The NCSS is “the largest professional association in the country devoted to social studies education,” as it is stated on the council’s website. Its membership “represents K-12 classroom teachers, college and university faculty members, curriculum designers and specialists, social studies supervisors, and leaders in the various disciplines that constitute social studies.”
“This is an opportunity to meet, talk to, and share ideas and curriculum with others to see what works for them and what I can take from that to see how it can work for my students,” said Helen Santoro, who teaches Grade 5 and has attended the annual event in the past. “It's more than just listening to a presenter; we learn from other teachers and collaboration, which is the best type of learning. Just like we teach our kids, we learn from and with each other!” she added.

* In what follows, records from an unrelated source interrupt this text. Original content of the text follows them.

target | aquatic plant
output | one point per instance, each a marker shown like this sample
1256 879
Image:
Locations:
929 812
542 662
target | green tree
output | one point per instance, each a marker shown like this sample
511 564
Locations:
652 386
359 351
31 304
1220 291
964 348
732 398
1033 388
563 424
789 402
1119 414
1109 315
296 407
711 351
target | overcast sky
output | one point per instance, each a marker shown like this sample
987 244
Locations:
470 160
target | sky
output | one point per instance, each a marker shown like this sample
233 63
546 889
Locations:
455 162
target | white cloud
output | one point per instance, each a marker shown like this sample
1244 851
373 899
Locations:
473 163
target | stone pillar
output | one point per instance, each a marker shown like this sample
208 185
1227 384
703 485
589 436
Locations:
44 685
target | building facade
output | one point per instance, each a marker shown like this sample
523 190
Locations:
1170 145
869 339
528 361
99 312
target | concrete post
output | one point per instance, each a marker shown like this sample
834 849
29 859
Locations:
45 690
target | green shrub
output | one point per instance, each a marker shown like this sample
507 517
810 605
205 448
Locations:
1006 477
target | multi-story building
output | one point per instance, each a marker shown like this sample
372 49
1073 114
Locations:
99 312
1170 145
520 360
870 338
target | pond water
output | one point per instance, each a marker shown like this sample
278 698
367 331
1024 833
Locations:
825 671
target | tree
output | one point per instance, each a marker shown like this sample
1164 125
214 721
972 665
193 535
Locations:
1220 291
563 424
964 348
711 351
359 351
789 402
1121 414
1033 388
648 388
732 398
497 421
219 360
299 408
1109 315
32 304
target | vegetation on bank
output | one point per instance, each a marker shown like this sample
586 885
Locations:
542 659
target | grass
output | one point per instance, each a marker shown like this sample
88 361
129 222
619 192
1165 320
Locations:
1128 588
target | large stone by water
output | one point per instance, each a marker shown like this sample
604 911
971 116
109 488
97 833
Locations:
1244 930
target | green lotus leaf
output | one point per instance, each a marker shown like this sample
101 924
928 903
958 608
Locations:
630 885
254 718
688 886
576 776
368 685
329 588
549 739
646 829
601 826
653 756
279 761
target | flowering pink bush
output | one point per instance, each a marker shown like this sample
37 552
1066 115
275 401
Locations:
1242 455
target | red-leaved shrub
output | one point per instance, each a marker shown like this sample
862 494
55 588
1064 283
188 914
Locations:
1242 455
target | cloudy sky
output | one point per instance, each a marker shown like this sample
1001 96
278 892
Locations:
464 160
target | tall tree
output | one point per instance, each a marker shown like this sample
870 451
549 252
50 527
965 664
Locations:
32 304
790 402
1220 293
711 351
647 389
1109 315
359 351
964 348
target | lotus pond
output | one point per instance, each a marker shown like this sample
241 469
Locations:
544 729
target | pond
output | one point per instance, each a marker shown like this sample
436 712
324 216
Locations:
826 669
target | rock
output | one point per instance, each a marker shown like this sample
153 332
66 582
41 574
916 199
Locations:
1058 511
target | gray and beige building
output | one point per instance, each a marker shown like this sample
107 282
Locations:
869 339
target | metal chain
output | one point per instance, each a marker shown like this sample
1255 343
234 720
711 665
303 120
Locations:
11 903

The conference has taken place annually for over a century. This year, the conference included the following themes:
- Inclusive Social Studies: Who Are We?
- Starting at Home: Social Studies is Local—Where Are We?
- Collaboration in Social Studies: Building Partnerships
- Social Studies: Transcending Borders & Seeking Connections
- The Future of Social Studies—What’s Next?
Also in attendance were Grade 3 teacher Samantha Clark and Emily Decker, who teaches Grade 2.
“I walked away feeling inspired by all the amazing educators who presented. I came away with ideas that I instantly implemented in order to benefit my students and make their experience richer and more engaging. I also came away with a long list of picture book titles to enrich my teaching,” said Decker.
“I am excited to implement more inquiry-based learning and visible learning practices in my classroom, as well as an increased commitment to Global Studies and project-based Learning. My overarching goal is to create the highest level of engagement for my students possible,” added Decker.
Santoro highlighted the importance of listening to new perspectives and keeping up with the most innovative methods of teaching, as “children learn differently than they did ten years ago, five years ago, and even two years ago.”
Before leaving for the conference, Decker had this message for her students: "Just like students, teachers are always learning!"